Mistletoe Wishes: A Regency Christmas Collection
“Thank you. I hoped you’d be pleased.” The sincerity in Bess’s voice warmed his heart almost as much as holding her hand had. “Your brother would be so happy to see the Abbey coming back to life.”
The brother who had proposed to her. The brother with whom he had more in common than he’d suspected, if they’d both been in thrall to the same woman.
Heavy oak chests and chairs and tables ranged around the walls. Some must date from the days when the house had been an actual abbey. “This is exactly right.”
Her smile was approving as she stepped forward to run her hand over the lovely carving on the mantel. The gesture’s inherent sensuality made him long to feel her touch on his naked skin.
“I’m sure you’ll want something cozier for the family rooms, but at least the Abbey is no longer an empty shell.”
He could feel the difference. It was nothing to do with furniture and everything to do with Bess’s vivid presence. “Thanks to you.”
“I hated seeing the place so rundown,” she said. “This house has always been the center of village life.”
“The longer I stay…” The longer he talked to Bess. “…the more I feel I know George. That’s another thing I have to thank you for. At this rate, you’ll earn rights to Daisy into the next century.”
The pink in her cheeks deepened. “I…I prefer kisses to housework.”
Shock and pleasure vied in his mind. “Are you asking me to kiss you again?”
Her eyes flickered down, and she suddenly looked touchingly young. “Would I be so brazen?”
Which wasn’t, he noted with satisfaction, a no. “I’ll see what I can do,” he said mildly, wanton heat swirling through his blood in a way that wasn’t mild at all.
“Not here,” she said quickly, subjecting him to a flash of blue eyes before looking down again. Then she straightened and became the woman who had commandeered his house. “And not now. We need to collect Daisy and head for the village. We’ll be late as it is.”
Not here meant somewhere else. And not now surely meant later.
Rory could hardly wait.
***
Rory’s questions about the vicar found answers on the way to the rehearsal. Penton Wyck included a neat high street with several well-stocked shops, a fine market cross, and rows of attractive half-timbered houses. For a man unused to much fuss for Christmas, a lovely touch was the greenery adorning the houses.
The snow-covered thoroughfare led straight from the gates of his estate through the village to a complex of stone buildings: a Tudor church, he guessed built after the Abbey was requisitioned from the Benedictine monks; a neat rectory dating from last century; various outbuildings; and an impressive and ancient structure with towering doors several stories high.
“It’s a tithe barn,” Bess said. “That’s where we hold our rehearsals.”
“Magnificent,” Rory said, meaning it. The architecture was simple, but the sheer size of the barn took his breath away. He hauled a recalcitrant Daisy forward. The donkey had been playing up all the way from the Abbey. Only a couple of choruses of “Greensleeves” had kept her moving at all. “The monks must have been rich in their day.”

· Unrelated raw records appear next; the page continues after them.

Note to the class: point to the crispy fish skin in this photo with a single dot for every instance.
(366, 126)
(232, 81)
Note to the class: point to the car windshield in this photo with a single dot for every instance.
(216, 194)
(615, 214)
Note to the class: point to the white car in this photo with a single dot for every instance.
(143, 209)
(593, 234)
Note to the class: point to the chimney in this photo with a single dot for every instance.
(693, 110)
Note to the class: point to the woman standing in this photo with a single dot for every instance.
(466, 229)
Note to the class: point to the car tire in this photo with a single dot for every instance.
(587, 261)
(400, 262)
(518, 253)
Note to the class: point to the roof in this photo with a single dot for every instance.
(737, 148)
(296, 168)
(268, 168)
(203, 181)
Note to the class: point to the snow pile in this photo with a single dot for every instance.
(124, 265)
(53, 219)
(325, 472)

She glanced at him. “They were. That’s why those rapacious Beatons were so determined to claim Penton Abbey when the monasteries were dissolved. That must be where you came by your piratical tendencies.”

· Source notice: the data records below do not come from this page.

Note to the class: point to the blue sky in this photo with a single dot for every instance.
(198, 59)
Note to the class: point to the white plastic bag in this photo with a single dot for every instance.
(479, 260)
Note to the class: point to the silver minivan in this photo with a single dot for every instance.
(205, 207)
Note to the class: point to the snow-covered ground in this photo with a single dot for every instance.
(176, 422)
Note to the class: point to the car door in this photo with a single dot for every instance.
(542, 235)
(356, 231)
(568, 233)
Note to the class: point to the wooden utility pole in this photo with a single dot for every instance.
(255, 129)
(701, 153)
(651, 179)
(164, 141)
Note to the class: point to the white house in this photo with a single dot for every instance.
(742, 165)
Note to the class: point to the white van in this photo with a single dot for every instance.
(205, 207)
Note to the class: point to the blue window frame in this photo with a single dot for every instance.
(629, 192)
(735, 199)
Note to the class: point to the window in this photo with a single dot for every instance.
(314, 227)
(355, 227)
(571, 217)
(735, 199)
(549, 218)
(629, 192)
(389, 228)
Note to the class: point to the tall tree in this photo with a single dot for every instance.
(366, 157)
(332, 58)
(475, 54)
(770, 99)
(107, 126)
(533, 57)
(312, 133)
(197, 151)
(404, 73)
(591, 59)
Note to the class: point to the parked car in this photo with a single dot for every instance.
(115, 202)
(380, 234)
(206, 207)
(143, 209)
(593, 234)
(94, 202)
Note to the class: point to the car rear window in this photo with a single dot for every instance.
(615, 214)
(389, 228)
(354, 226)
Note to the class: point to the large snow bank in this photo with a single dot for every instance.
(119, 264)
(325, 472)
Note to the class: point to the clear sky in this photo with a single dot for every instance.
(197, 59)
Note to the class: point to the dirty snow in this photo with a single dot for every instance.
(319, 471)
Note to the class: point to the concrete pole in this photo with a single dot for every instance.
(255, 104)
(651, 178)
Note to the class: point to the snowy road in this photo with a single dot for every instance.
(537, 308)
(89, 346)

“It’s unfair to blame a man for his ancestors,” Rory protested, as a stooped, ramshackle figure in a faded black cassock emerged between the open doors. Only when he came nearer did Rory realize that the man was above average height. The barn’s monumental scale had dwarfed him.
“Good afternoon, my dear. Out for a stroll?” Familiar blue eyes drifted over Rory with no hint of curiosity. Rory guessed the man’s identity before Bess spoke.
“Good afternoon, Papa,” she said. “We’re practicing for the nativity play.”
“Very good, very good.” He smiled vaguely and lifted a thin hand to scratch Daisy behind the ears.
“Lord Channing, may I present my father, John Farrar, vicar of St. Martin’s?”
“What’s that you say?” the old man asked. “Lord Channing? I thought I conducted a memorial service for him last summer. The choir sang the William Byrd anthem. Most touchingly, too. Dear me, I am becoming forgetful.”
“The new Lord Channing, Papa. I told you that the earl’s brother had inherited. He’s a seafaring man. It took them several months to locate him.”
“Oh, yes, yes,” the vicar said, and Rory would lay money that he paid no attention.
At least she hadn’t told her father he was a pirate.